3) While I understand people are trying to solve the Big Picture problem, I just want to write a paper that's due in a few weeks :-) No one actually answered the original question - can I do a comparison of a variable against a constant string?

No. You'll just have to run a manual search-and-replace (or script) at the end when you submit.

rfrench · August 13, 2009

Thanks, bdarcus.

Don't get me wrong - I love Zotero and the CSL plugins, and it has really changed the way I work.

Rob

Rintze · August 14, 2009

it might as well be a general abbreviation ... That might make sense for CSL, but might have some performance implications if all strings had to be run through this sort of a process.

Perhaps an optional abbreviation-attribute on cs:text would help reducing the performance hit, e.g.:

<text variable="container-title" form="short"/>
<text variable="container-title" abbreviation="BIOSIS"/>

The first line would use the abbreviated journal field. The second line can use any identifying information (ISSN, journal name, journal abbreviation) to look up the correct abbreviation in a list of journal abbreviations (or the journal abbreviation can be generated using an algorithm).
(BIOSIS is a commonly used abbreviation-list in the life sciences, which, very strangely, isn't made available online: http://www.library.illinois.edu/biotech/j-abbrev.html. BTW, can we expect any legal hassle when we'd ship these lists with CSL?)

bdarcus · August 14, 2009

On legal issues, this is part of the reason I'm wondering if this wouldn't be better handled in the periodicals data incubator effort, where there is some infrastructure to ensure the data is truly open. But for the science people here, it couldn't hurt to look into getting access to an open list of these abbreviations.

noksagt · August 14, 2009

I don't think the abbreviation attribute would work: some abbreviation lists are very journal-specific, so there'd be a huge number of values that attribute could take on.
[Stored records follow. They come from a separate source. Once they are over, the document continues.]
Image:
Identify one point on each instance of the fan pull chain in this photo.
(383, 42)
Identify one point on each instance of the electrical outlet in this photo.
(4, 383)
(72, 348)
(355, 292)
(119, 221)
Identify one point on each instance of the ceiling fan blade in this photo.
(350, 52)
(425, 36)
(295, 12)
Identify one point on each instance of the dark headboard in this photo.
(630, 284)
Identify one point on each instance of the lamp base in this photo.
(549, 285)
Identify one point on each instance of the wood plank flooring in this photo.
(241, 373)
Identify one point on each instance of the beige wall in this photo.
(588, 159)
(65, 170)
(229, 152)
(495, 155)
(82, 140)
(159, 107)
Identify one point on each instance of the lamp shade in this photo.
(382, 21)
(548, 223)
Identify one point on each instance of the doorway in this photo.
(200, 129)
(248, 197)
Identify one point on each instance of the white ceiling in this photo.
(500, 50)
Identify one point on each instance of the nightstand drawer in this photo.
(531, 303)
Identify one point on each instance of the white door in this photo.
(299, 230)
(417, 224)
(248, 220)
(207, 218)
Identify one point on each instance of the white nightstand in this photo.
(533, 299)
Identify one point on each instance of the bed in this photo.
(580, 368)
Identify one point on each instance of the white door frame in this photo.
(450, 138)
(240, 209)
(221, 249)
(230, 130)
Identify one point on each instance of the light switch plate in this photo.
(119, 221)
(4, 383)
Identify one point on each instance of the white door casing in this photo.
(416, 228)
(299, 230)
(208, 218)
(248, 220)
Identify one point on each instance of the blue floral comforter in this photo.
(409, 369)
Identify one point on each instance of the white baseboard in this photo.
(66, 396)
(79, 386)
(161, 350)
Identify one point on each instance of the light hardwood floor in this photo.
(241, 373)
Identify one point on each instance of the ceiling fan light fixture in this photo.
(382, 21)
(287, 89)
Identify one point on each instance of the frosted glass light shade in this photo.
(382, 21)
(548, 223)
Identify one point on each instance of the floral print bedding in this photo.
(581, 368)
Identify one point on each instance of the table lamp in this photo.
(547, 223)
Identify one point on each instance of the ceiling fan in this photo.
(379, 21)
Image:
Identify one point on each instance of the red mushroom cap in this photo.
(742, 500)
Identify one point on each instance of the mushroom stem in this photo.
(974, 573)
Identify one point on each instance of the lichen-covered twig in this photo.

I'm also relatively unconcerned about legal hassles: there are multiple open source projects that ship with abbreviation lists & there are lists that are maintained privately by libraries, at least one of which would likely grant permission for use. The more narrow, journal-specific lists are often too short and lack any sort of novelty to retain a US copyright & the journals would have a material benefit and no material harm from having them adopted. We won't be able to "copy" verbatim from some of the commercial/subscription lists, but I don't think we have to.

Rintze · August 14, 2009

I don't think the abbreviation attribute would work: some abbreviation lists are very journal-specific, so there'd be a huge number of values that attribute could take on.

What if the attribute values would be URIs (e.g. pointing to the periodicals data incubator project resources)?

noksagt · August 14, 2009

What if the attribute values would be URIs (e.g. pointing to the periodicals data incubator project resources)?

I think that should work & is similar to what I proposed.

fbennett · September 21, 2009

Me, writing on August 13th:

In fact, I'll implement it this afternoon. :)

That was a little optimistic, but the new processor does now recognize abbreviation lists. Tests are available here (see items with prefix "abbrevs_").

The tests illustrate the data format of the list (a simple JSON key/value list, with the full name of the journal as key). There's a trivial API for installing a list in the processor, which can be adapted to whatever scheme emerges from this discussion.

EDIT: Adjusted URL of link to tests.

mishas · December 8, 2009

i don't really see a problem with having a per journal (or per set of journals) abbreviation list. host them right along with the csl files and have a field in CSL that specifies the list you'd like to use. have one generic list that is referenced by default if the style can't find the desired list (or don't abbreviate at all in this case). Most journals will be covered by 2 or 3 lists i am guessing and crowd-sourcing the problem will quickly generate the required lists.

I know it's more work and someone has got to do it, but this really seems like the simplest solution that solves the most problems.

The way things are at the moment is a pretty terrible band-aid solution: without the ability to at least batch edit the abbreviation fields, it's tedious work making sure everything is proper even for a single journal!